After what I said yesterday about feeling miserable when going home from Scouts on occasion, last night was somewhat and very different. Granted, it was already planned, I didn’t have to do a great deal other than turn up, collect money and frown disapprovingly at the Scouts for being too loud, but even so, I felt nothing of the gloominess that dogged me last week. Also granted is the fact that last night was the last meeting before the summer holidays. But more than simply not feeling gloomy, I felt ‘connected’ once more with the troop.
To be honest, I felt so much better after writing the first part of this blog post yesterday. Cathartic, is perhaps the word to be used here. These thoughts have been doing nothing but rattling around inside my head for the last few months with only my other thoughts to keep them company.
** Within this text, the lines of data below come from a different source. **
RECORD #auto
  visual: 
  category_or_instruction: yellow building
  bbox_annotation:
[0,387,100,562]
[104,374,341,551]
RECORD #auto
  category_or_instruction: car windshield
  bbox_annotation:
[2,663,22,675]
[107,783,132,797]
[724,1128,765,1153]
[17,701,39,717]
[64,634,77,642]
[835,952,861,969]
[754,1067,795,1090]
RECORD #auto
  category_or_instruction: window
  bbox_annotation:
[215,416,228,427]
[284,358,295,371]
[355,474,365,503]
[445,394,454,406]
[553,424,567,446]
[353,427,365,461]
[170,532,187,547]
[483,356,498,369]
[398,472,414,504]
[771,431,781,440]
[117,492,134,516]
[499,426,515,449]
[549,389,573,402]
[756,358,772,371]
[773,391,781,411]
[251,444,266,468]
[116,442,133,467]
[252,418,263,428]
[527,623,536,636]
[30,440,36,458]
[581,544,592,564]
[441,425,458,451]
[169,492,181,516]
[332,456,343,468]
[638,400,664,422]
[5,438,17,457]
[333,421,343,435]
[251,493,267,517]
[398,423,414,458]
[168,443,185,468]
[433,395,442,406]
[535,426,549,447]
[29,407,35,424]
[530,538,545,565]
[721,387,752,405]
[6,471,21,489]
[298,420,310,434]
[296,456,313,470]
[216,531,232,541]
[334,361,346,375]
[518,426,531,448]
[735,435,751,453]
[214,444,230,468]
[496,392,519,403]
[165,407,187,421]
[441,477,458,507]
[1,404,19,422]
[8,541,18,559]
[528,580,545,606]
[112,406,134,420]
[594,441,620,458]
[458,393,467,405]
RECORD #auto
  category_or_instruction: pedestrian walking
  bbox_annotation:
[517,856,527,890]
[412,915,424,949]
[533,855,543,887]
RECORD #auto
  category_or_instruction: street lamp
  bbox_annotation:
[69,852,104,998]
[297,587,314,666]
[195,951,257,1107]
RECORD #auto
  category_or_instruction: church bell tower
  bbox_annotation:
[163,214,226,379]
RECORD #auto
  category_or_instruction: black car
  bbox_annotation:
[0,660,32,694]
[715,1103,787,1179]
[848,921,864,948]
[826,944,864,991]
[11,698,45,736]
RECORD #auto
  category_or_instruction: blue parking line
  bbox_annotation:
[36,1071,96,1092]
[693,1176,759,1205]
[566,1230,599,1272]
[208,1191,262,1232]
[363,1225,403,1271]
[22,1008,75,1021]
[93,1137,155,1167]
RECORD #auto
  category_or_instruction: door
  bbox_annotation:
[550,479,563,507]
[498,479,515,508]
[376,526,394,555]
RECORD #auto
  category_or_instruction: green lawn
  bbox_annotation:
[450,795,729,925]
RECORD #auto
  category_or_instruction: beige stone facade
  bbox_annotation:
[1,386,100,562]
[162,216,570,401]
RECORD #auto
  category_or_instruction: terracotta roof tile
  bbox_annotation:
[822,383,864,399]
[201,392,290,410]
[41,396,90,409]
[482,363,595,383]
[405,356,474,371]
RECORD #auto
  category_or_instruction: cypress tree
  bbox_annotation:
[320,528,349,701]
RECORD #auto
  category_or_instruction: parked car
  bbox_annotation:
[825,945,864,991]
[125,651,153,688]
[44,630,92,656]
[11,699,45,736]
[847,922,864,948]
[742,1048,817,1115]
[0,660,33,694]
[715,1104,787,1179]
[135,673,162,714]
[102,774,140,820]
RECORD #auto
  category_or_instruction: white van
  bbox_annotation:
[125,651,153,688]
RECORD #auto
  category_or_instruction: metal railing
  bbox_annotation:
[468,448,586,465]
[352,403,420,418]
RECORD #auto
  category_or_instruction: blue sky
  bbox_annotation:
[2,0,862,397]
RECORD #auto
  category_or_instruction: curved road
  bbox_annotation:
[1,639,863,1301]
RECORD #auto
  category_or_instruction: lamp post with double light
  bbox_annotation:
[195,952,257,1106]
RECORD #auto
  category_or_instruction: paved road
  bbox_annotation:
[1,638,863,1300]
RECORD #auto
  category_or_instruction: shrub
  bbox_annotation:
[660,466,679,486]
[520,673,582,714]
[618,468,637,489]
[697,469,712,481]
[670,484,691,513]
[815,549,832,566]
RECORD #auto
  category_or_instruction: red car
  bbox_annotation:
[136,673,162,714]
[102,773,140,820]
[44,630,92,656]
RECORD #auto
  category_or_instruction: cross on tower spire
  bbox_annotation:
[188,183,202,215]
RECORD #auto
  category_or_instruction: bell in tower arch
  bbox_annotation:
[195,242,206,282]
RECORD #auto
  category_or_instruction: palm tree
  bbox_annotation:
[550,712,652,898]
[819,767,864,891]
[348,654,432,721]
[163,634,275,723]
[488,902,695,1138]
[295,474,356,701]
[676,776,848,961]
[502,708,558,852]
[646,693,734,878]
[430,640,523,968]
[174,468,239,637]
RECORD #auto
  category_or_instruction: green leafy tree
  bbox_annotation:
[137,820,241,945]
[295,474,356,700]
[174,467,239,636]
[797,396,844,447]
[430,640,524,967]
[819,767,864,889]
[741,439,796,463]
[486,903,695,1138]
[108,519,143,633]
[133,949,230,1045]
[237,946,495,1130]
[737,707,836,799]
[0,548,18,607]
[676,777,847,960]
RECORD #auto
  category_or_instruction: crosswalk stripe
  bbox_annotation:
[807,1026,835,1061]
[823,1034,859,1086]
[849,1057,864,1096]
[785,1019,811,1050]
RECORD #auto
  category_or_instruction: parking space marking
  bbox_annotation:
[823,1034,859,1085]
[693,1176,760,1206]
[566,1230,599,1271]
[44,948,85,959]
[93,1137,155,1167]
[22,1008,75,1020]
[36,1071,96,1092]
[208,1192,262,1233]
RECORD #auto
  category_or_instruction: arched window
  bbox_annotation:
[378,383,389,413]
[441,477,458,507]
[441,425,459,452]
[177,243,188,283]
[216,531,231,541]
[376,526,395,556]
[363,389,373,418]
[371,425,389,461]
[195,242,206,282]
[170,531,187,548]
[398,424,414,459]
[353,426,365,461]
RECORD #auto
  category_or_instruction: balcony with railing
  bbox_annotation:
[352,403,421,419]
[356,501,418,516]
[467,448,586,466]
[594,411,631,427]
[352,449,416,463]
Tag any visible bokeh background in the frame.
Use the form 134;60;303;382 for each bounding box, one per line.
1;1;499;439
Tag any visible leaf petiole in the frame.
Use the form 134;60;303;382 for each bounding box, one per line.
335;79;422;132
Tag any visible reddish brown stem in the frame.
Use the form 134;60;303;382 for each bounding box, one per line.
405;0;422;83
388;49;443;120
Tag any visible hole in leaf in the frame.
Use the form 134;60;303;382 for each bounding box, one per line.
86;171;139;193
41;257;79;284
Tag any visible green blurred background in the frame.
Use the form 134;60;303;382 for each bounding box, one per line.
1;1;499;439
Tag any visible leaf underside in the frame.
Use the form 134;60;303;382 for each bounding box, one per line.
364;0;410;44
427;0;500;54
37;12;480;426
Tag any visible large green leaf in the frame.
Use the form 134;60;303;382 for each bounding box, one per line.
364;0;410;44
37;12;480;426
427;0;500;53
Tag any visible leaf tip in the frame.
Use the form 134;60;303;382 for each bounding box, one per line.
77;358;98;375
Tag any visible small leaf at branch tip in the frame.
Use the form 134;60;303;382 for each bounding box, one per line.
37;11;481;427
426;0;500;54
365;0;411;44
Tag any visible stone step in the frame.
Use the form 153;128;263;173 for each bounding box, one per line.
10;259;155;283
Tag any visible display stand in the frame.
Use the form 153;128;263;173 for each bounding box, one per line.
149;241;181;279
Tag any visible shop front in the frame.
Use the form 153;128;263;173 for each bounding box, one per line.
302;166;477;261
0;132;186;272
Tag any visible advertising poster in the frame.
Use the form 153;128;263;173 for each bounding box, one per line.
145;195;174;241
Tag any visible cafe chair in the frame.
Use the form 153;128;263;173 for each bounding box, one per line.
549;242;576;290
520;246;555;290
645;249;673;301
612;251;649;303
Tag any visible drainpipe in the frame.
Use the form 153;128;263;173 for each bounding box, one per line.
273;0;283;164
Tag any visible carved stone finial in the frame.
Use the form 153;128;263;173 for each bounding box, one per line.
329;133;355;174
Anyone who knows me will tell you that I can be quite antisocial at times, so those thoughts didn’t have very good company, and so I’m sure they appreciated being released.
Re-reading my blog posts from last year, I realise how much I miss walking. Another of those things that I ‘really must get around to’. But I think it would definitely help with my current, malaise is perhaps too strong a word. It certainly was a malaise, but not now. To be honest, I was feeling more positive about things shortly before I started writing my post yesterday. I’m now writing these posts to pick over the bones, to make sense of things so that I don’t get myself into the same situation again.
I certainly need to get my head together and be more positive before Charnwood. I think it would be healthy (mentally and physically) for me to get out for a walk or two during the time off work I have coming up next week. I do have various and many tasks to complete in my time off, but something tells me that my time won’t be productively spent if all I do is sit in my home office working for the whole time.
Thank-you for listening 🙂 This really has helped, and I plan to do more of it.